A cidade de Bhopal foi transformada, no meio desta fatídica madrugada de 3 de dezembro de 1984, em uma câmera de gás.
Considerado o maior desastre industrial da história, o vazamento de toneladas de gases altamente tóxicos sobre a cidade de Bhopal causou cerca de 20 mil mortes. Outras 150 mil pessoas ficaram prejudicadas (se dizia que os vivos invejavam os mortos, tamanho o sofrimento causado pelo gás que queimava olhos e pulmões das vítimas).
Intro
Tudo começou quando a Union Carbide (empresa que já não existe pois mudou seu nome para Dow após os eventos que descreverei aqui), resolveu construir uma fábrica de pesticidas na cidade de Bhopal na Índia. Embora não fora muito conhecida fora da Índia até então, esta é uma importante cidade com mais de 1 milhão de habitantes, o que foi conveniente para a fábrica pois há bastante gente para trabalhar. Aliás, a fábrica foi construída em um bairro residencial de Bhopal, do tipo aqui no Brasil conhecido como favelas. Ou seja, toneladas de venenos eram fabricadas ao lado das moradias.
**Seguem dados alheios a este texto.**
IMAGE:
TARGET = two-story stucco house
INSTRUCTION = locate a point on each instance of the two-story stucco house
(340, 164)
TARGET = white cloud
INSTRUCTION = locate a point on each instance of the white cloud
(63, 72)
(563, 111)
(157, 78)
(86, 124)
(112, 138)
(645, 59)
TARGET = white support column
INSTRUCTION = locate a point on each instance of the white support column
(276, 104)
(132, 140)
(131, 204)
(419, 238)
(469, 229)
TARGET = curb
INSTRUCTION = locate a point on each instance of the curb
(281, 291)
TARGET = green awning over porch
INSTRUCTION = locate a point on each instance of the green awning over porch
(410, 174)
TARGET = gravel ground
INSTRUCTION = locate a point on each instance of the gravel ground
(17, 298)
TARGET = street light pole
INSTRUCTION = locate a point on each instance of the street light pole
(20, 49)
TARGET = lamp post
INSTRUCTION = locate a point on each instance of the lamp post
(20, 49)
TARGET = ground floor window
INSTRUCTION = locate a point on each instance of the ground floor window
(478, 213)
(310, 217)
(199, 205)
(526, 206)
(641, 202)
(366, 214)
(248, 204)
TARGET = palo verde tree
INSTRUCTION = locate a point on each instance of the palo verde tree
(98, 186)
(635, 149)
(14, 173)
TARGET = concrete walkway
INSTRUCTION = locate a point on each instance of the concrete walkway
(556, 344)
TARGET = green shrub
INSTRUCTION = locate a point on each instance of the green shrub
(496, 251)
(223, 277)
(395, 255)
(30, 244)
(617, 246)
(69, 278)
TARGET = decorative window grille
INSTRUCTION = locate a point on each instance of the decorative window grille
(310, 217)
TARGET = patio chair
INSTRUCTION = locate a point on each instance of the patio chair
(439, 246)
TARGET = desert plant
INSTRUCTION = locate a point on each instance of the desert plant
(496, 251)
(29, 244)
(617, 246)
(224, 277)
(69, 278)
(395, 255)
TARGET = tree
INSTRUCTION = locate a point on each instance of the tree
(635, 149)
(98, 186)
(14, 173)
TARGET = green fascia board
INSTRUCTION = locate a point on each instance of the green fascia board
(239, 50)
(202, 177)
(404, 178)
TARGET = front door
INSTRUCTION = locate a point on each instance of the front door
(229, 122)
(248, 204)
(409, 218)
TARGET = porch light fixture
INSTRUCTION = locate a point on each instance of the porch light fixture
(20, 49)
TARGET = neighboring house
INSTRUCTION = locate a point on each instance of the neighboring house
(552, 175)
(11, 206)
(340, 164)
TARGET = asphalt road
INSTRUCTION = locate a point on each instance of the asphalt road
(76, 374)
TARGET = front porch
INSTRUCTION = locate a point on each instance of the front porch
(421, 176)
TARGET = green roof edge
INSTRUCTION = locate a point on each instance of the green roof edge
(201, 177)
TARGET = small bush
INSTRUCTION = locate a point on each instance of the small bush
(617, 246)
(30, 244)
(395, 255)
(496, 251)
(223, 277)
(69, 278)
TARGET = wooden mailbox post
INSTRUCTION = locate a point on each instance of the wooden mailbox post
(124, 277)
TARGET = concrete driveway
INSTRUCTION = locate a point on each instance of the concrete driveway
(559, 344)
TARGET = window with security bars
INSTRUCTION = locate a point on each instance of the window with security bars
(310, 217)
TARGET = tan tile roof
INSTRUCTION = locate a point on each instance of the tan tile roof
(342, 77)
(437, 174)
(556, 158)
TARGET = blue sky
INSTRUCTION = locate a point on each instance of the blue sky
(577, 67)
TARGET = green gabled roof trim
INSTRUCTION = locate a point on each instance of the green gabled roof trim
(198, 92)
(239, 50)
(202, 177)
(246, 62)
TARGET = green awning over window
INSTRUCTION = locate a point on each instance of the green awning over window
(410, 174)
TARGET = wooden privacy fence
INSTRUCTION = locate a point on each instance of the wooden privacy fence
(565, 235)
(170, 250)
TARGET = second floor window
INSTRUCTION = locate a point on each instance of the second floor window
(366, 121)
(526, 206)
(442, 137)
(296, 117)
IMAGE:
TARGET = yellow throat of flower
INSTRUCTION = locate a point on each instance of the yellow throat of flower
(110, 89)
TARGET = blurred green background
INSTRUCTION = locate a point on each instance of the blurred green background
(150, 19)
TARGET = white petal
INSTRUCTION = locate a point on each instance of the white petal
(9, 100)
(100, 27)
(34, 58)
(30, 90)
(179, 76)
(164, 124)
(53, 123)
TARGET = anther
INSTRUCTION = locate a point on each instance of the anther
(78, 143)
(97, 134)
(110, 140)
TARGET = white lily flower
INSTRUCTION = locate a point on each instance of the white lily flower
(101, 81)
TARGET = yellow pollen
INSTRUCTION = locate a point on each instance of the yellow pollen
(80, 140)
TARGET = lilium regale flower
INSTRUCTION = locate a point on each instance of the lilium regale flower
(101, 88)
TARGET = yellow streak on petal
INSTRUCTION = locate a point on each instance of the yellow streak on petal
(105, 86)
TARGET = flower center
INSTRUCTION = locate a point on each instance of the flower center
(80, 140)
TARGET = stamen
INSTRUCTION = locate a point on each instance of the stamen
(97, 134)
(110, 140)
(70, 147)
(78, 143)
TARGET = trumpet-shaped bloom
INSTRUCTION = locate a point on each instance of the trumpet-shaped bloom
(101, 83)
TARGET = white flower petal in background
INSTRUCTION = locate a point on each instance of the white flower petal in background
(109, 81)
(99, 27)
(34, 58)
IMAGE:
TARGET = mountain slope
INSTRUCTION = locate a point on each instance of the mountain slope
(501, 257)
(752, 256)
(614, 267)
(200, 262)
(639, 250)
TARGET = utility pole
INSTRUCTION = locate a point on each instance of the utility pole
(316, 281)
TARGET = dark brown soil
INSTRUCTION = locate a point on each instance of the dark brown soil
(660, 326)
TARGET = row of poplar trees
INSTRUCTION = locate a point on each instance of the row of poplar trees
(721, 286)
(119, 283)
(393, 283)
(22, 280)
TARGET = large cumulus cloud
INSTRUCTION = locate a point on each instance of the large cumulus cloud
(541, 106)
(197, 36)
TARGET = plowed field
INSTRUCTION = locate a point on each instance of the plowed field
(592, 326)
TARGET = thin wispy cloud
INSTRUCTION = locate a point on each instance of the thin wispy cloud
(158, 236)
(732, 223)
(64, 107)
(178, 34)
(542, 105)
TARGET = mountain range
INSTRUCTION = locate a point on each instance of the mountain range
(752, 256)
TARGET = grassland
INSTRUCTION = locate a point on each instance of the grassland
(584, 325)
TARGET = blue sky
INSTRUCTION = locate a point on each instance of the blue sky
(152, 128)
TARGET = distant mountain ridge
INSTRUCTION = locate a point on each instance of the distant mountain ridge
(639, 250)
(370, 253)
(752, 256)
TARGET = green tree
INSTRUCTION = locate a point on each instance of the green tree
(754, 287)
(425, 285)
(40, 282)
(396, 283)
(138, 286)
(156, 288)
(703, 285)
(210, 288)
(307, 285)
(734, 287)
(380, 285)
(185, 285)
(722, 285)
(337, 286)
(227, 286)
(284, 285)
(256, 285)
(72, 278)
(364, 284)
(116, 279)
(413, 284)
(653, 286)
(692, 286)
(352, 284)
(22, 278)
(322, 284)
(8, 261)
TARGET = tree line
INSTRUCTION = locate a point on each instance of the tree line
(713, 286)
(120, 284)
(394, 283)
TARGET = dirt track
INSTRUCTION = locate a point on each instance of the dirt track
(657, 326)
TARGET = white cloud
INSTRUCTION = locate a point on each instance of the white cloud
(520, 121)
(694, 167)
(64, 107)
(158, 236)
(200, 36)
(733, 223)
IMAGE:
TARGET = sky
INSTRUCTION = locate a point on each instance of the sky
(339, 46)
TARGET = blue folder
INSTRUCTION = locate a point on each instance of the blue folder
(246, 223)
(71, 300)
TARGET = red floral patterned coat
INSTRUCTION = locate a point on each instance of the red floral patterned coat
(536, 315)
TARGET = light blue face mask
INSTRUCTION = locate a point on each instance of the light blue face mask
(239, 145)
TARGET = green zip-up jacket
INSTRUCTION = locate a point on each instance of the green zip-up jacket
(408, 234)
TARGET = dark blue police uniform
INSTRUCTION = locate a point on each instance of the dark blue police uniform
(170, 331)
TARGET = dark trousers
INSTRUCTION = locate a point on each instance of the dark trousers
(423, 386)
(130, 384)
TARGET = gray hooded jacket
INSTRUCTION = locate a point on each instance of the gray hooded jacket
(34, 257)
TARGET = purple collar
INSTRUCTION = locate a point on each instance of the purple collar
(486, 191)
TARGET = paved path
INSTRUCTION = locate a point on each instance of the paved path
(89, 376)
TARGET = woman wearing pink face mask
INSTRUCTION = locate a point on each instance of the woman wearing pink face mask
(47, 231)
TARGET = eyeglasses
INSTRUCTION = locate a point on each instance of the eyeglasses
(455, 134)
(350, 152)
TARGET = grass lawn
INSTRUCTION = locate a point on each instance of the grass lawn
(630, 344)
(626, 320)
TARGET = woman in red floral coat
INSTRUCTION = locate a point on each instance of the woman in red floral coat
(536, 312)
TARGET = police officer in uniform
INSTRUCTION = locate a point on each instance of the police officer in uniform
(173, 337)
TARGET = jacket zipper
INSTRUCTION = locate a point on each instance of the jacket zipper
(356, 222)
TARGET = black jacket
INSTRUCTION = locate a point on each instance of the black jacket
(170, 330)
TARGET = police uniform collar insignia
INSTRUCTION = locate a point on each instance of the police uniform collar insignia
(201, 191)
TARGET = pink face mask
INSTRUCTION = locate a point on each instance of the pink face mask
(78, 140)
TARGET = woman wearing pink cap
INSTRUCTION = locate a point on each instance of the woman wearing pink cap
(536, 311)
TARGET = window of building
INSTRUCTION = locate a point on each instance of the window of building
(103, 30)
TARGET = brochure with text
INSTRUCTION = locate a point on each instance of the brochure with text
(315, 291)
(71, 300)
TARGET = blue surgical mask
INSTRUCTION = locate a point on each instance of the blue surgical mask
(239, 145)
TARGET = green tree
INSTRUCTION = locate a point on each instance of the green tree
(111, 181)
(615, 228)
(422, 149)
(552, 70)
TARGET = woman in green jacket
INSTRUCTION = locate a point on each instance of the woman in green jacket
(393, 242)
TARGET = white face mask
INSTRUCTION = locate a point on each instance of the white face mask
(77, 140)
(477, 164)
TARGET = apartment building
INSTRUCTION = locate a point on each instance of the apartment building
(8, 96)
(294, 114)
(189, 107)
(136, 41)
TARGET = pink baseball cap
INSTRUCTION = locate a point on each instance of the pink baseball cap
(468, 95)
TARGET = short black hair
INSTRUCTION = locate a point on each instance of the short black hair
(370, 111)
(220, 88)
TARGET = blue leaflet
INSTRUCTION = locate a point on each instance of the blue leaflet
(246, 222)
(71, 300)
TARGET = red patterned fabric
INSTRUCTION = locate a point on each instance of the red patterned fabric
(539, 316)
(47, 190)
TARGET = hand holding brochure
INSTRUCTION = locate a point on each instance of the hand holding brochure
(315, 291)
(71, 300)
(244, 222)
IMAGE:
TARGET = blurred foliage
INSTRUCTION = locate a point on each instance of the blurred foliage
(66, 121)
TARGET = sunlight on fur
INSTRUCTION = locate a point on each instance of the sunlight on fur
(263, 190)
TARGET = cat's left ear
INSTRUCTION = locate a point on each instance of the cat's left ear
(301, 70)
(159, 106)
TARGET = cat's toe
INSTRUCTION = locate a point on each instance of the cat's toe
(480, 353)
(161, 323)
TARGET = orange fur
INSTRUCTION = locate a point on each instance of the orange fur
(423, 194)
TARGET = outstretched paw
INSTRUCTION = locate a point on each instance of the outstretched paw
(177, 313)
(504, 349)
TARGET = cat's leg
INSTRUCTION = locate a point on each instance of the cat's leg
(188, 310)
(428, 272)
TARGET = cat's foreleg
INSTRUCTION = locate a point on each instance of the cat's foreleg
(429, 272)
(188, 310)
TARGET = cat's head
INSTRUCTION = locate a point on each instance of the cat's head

O pesticida produzido pela Union Carbide (UC) in Bhopal era o Sevin (nome comercial do Carbaryl) , que pertence a grupo dos carbamatos. Carbamatos atuam em rotas metabólicas da acetilcolina que transmite informação entre nervos e causam a morte por paralisia, quando esta se estende até os músculos da respiração (morte por asfixia), assim como outros gases nervosos (nerve gases) como o Sarin, que foi usado no ataque ao metrô de Tóquio em 1985, ou gases inventados pelos nazistas como o zyklon B. |Aliás os gases usados na primeira guerra mundial (cloro, mostarda, fosgeno)são brincadeira de criança se comparados com os gases nervosos. Mas um dos ingredientes na receita deste pesticida era ainda mais letal: o MIC (isocianato de metila-methyl isocianate).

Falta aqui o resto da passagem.